My car was in the shop for 7 times and from June 10th till July 19th straight to fix the problem and it was never fixed. I felt a little justified calling BMW NA after that experience.


----------



## JetBlack330i (Feb 8, 2002)

Sorry to hear. OTOH, they are doing something about it.
The 330 has an intermitent rough launch issue that BMW doesn't recognize, let alone fix.

How's that Pilot EX-L?
I'm thinking in getting one.


----------



## DrivingMaryland (Jun 16, 2004)

I am glad to hear many of you have good experiences with reliability, but from what I've seen/heard/experienced BMW reliability is no where near Toyota or Honda. I purchased a new car in which the fuel guage doesn't work properly, how can that be overlooked from the factory? The idle problem is apparent although in my case its barely there. MY dad has an e39 that had to have its software relfashed due to the automatic tranny acting weird. I love BMW as much as the next guy, but I hate how customer UN-frandly BMW dealerships or BMW of NA are. Hell lexus gives their dealerships 10 cars per dealer to use as rentals. BMW of NA does no such thing, thats why many of us stuck driving a 20k car after paying 45k just a month ago.
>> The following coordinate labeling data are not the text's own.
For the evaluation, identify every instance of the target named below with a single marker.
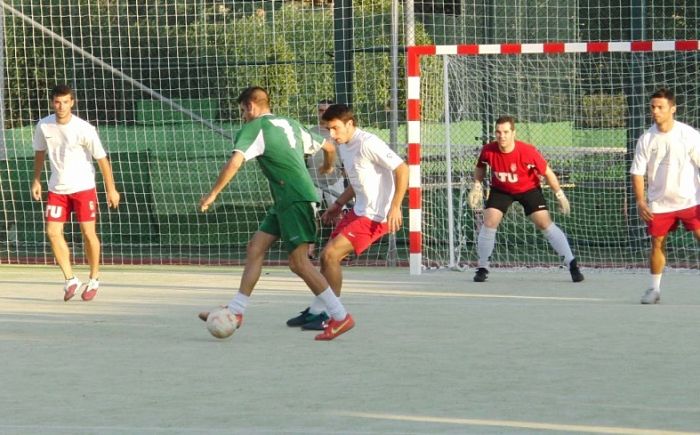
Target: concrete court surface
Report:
(527, 352)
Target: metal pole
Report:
(636, 102)
(392, 254)
(448, 164)
(343, 51)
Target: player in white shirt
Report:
(328, 186)
(378, 181)
(668, 154)
(71, 143)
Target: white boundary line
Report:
(517, 424)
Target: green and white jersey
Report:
(279, 144)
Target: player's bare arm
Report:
(553, 182)
(395, 217)
(227, 173)
(39, 158)
(113, 196)
(640, 197)
(329, 156)
(476, 194)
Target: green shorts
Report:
(295, 225)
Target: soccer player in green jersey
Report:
(279, 144)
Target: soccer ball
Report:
(222, 323)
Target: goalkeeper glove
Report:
(476, 195)
(564, 206)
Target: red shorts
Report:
(664, 223)
(360, 231)
(84, 204)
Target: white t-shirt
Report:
(670, 162)
(70, 148)
(369, 164)
(314, 162)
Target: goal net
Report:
(583, 105)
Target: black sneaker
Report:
(303, 318)
(576, 275)
(318, 324)
(481, 274)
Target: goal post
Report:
(583, 104)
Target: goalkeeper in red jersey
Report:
(516, 168)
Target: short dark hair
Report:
(254, 94)
(665, 93)
(341, 112)
(62, 90)
(506, 119)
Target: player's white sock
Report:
(334, 307)
(317, 306)
(557, 239)
(238, 304)
(486, 242)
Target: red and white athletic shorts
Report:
(361, 231)
(84, 204)
(664, 223)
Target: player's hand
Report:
(36, 190)
(113, 199)
(476, 195)
(330, 216)
(206, 201)
(394, 219)
(564, 206)
(644, 211)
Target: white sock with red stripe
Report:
(334, 307)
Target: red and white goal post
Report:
(592, 92)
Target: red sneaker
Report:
(72, 286)
(203, 315)
(336, 327)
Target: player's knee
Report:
(54, 233)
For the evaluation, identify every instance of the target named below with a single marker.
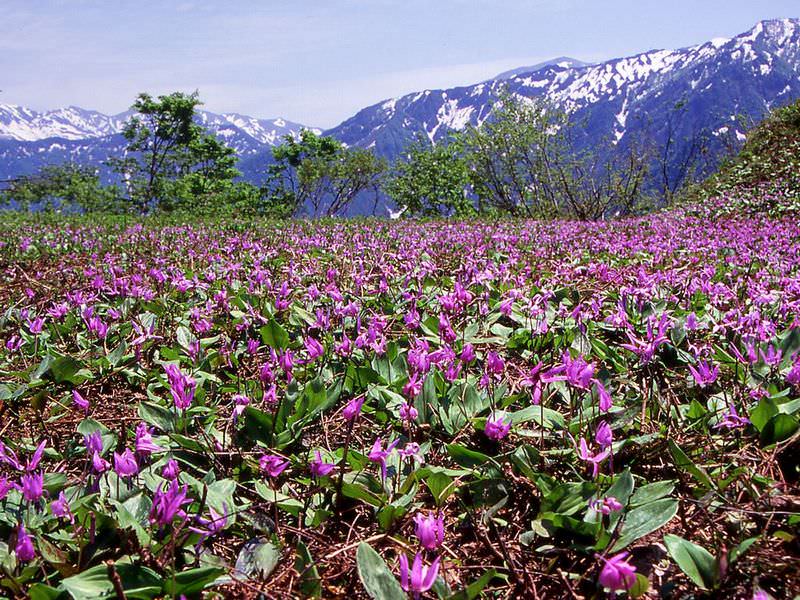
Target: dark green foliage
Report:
(62, 187)
(318, 175)
(432, 180)
(172, 163)
(769, 159)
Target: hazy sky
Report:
(319, 61)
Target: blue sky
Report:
(319, 61)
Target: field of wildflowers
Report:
(401, 409)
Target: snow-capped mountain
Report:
(718, 81)
(73, 123)
(621, 101)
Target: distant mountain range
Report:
(616, 101)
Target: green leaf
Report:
(138, 582)
(274, 335)
(475, 588)
(684, 462)
(652, 492)
(466, 457)
(257, 558)
(645, 519)
(740, 549)
(310, 582)
(191, 582)
(156, 415)
(441, 486)
(379, 582)
(697, 562)
(778, 428)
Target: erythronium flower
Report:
(60, 508)
(418, 579)
(32, 486)
(496, 428)
(125, 463)
(320, 468)
(171, 470)
(5, 487)
(379, 455)
(429, 530)
(144, 441)
(80, 402)
(212, 526)
(603, 435)
(182, 387)
(704, 375)
(24, 548)
(353, 408)
(592, 458)
(168, 503)
(617, 574)
(731, 419)
(93, 442)
(408, 413)
(272, 465)
(240, 402)
(606, 505)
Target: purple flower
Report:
(32, 486)
(617, 574)
(408, 413)
(240, 401)
(467, 354)
(592, 458)
(171, 470)
(496, 429)
(168, 503)
(314, 349)
(144, 441)
(429, 530)
(125, 463)
(353, 408)
(494, 364)
(100, 464)
(24, 548)
(272, 465)
(731, 419)
(93, 442)
(319, 468)
(212, 526)
(182, 386)
(80, 402)
(704, 375)
(379, 455)
(60, 508)
(420, 579)
(606, 505)
(603, 435)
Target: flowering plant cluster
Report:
(420, 409)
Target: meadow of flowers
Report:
(401, 409)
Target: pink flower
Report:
(379, 455)
(353, 408)
(496, 428)
(80, 402)
(24, 548)
(319, 468)
(408, 413)
(272, 465)
(617, 574)
(421, 578)
(60, 508)
(125, 463)
(429, 530)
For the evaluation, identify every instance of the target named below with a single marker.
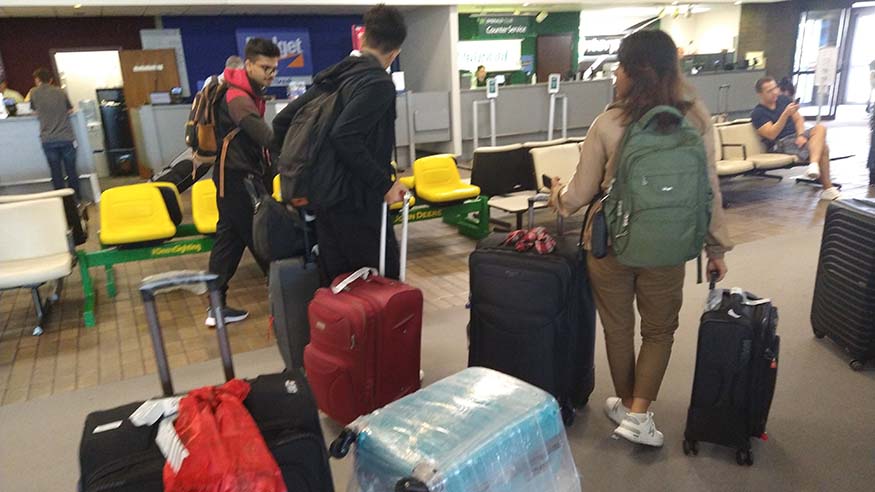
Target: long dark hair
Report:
(650, 59)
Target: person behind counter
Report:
(7, 93)
(53, 109)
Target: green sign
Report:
(505, 25)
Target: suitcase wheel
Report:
(340, 447)
(744, 457)
(410, 485)
(691, 447)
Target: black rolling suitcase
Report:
(77, 220)
(114, 455)
(292, 284)
(533, 317)
(736, 370)
(843, 308)
(179, 172)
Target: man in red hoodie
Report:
(240, 118)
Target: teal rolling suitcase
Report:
(478, 430)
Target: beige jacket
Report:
(597, 166)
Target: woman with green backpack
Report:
(647, 167)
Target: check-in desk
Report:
(522, 112)
(23, 164)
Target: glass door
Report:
(857, 87)
(818, 29)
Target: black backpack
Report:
(309, 172)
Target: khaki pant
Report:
(658, 293)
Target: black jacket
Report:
(363, 136)
(242, 107)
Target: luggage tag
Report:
(170, 444)
(153, 410)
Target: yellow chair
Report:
(438, 181)
(398, 205)
(172, 200)
(204, 212)
(277, 192)
(135, 214)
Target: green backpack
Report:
(659, 205)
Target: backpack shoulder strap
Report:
(649, 116)
(225, 143)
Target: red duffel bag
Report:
(226, 452)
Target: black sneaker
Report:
(231, 315)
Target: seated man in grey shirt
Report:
(53, 109)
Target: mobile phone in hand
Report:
(547, 181)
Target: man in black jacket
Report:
(243, 137)
(363, 139)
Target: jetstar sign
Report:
(294, 44)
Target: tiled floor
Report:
(69, 356)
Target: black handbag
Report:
(599, 230)
(278, 232)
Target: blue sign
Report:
(296, 62)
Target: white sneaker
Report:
(615, 410)
(813, 170)
(831, 193)
(640, 428)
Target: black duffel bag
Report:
(277, 229)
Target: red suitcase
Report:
(365, 337)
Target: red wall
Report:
(25, 42)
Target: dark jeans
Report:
(350, 239)
(233, 231)
(62, 154)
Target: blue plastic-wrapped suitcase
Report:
(478, 430)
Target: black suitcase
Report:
(77, 220)
(116, 455)
(533, 317)
(736, 370)
(844, 293)
(179, 172)
(292, 284)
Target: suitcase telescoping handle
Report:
(196, 282)
(384, 226)
(543, 197)
(366, 272)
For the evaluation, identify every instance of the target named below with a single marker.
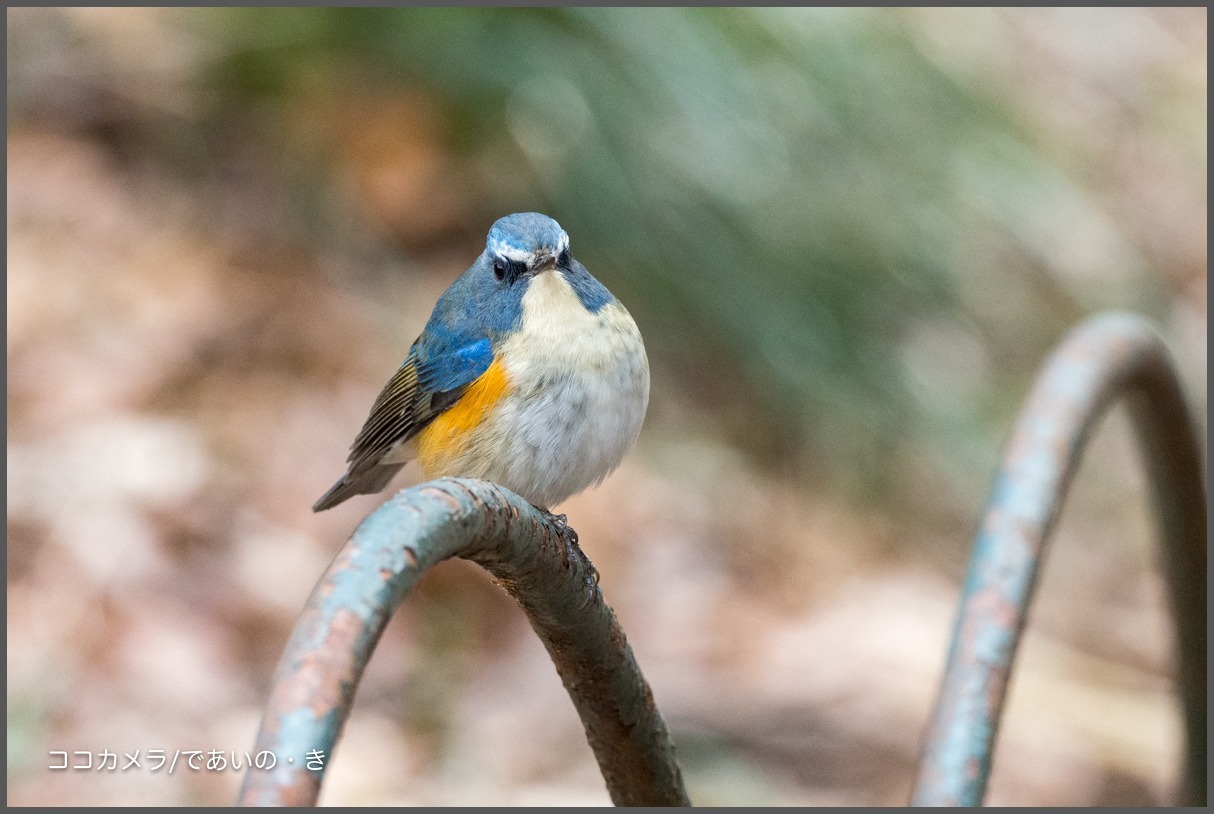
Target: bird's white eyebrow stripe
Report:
(510, 252)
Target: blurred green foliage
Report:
(834, 244)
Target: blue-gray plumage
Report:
(528, 374)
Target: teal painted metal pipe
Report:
(315, 684)
(1108, 357)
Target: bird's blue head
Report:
(526, 243)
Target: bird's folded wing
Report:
(430, 381)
Again, I love BMW which is why I drive a zhp but I certainly don't like certain things about BMW service/quality control.


----------



## texansd (Dec 21, 2003)

Amen, a great objective way to look at it. :thumbup:


----------



## xspeedy (Apr 10, 2003)

Having been the owner of two Integras, I have to tell you that Honda's are not always perfect. I had more problems with my Integra in the first year of ownership than my 330i. Honda's will last a long time, but they do require some repairs along the way.


----------



## Artslinger (Sep 2, 2002)

texansd said:


> My car was in the shop for 7 times and from June 10th till July 19th straight to fix the problem and it was never fixed. I felt a little justified calling BMW NA after that experience.


" Unless the it is a *reccurring problem that the dealer cannot fix after a few tries * there is no reason to go ballistic and resort to temper tantrums or legal threats."


----------



## kurichan (May 1, 2004)

Artslinger said:


> I am really surprised at the way some people act when dealing with dealers and automakers. It seems as though they have never bought a car before, all cars have problems deal with it. Unless the it is a reccurring problem that the dealer cannot fix after a few tries there is no reason to go ballistic and resort to temper tantrums or legal threats.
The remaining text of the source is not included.